En proie à une sévère dépression post-partum, une jeune femme est tenue à l’isolement par son médecin de mari,
persuadé que seul le repos absolu, dans une vaste et vieille demeure à la campagne, pourra l’en guérir. Dévastée par l’inactivité et l’ennui, celle qui n’aime rien tant qu’écrire est bientôt fascinée par un motif du papier peint de sa chambre, au point d’en devenir folle.
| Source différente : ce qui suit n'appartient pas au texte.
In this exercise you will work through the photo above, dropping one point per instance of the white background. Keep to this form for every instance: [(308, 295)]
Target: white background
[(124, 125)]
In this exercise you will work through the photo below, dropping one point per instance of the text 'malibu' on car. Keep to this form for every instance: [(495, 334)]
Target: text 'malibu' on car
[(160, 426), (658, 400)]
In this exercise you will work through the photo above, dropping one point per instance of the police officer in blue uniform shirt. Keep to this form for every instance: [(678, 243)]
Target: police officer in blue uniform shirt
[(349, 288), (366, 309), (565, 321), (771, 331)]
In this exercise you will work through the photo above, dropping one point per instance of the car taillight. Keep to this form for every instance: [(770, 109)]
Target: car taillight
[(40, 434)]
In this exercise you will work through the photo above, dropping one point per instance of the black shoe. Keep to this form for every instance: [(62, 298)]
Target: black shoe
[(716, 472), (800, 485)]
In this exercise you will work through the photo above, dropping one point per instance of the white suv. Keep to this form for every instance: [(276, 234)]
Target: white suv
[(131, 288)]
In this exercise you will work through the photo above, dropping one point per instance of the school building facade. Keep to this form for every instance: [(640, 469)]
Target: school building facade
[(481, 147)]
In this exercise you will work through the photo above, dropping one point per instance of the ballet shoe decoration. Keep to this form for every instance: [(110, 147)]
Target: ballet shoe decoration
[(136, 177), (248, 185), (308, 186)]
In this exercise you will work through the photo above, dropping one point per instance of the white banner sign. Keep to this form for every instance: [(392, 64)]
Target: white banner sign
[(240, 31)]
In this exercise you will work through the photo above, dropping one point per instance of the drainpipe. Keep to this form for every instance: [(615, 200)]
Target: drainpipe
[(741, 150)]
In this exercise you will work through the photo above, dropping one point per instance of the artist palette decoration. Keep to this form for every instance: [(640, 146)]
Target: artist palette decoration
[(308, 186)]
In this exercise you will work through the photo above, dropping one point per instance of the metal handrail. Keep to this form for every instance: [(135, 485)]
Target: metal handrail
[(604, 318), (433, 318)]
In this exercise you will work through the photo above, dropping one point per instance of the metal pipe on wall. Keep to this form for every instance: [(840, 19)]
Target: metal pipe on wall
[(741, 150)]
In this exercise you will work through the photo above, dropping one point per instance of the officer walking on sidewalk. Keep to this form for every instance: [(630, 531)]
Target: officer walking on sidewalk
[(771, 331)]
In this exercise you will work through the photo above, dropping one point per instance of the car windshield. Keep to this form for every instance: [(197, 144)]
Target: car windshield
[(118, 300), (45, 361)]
Ce n’est qu’une courte nouvelle mais elle est de celles qui ne s’oublient pas facilement. D’abord parce qu’elle est parfaitement horrifiante – dans un registre voisin du Horla de Maupassant ou du Tour d’écrou de James – ensuite parce qu’elle est susceptible de multiples lectures, au regard de la biographie de son autrice comme de la condition faite aux femmes de son temps, dont elle fut une infatigable pourfendeuse. À ce double égard, la longue postface de Diane de Margerie s’avère précieuse, qui nous présente Charlotte Perkins Gilman (1860-1935) comme le type de l’écrivaine constamment empêchée – par sa mère, par la fortune (au contraire d’une Edith Wharton à laquelle on l’associe parfois), par la maladie et, d’une façon générale, par le poids d’une société qui cantonne encore largement la femme à l’espace domestique et à la maternité. Elle-même victime d’une semblable cure de repos imposée par un neurologue imaginatif, elle écrit donc comme on se venge, avec une rage qui dépasse cependant son cas personnel et se fait militante. Prenant la seule issue possible à sa souffrance, la jeune séquestrée finit par littéralement passer sur le corps sans vie de son époux trop bien intentionné, choisissant de ramper puisque empêchée d’écrire quand, elle en est malgré tout bien consciente, « (…) d’habitude, les femmes ne rampent jamais à la lumière du jour ». Figure complexe et parfois contradictoire d’un féminisme en devenir, Charlotte Perkins Gilman, quant à elle, ne s’en priva jamais.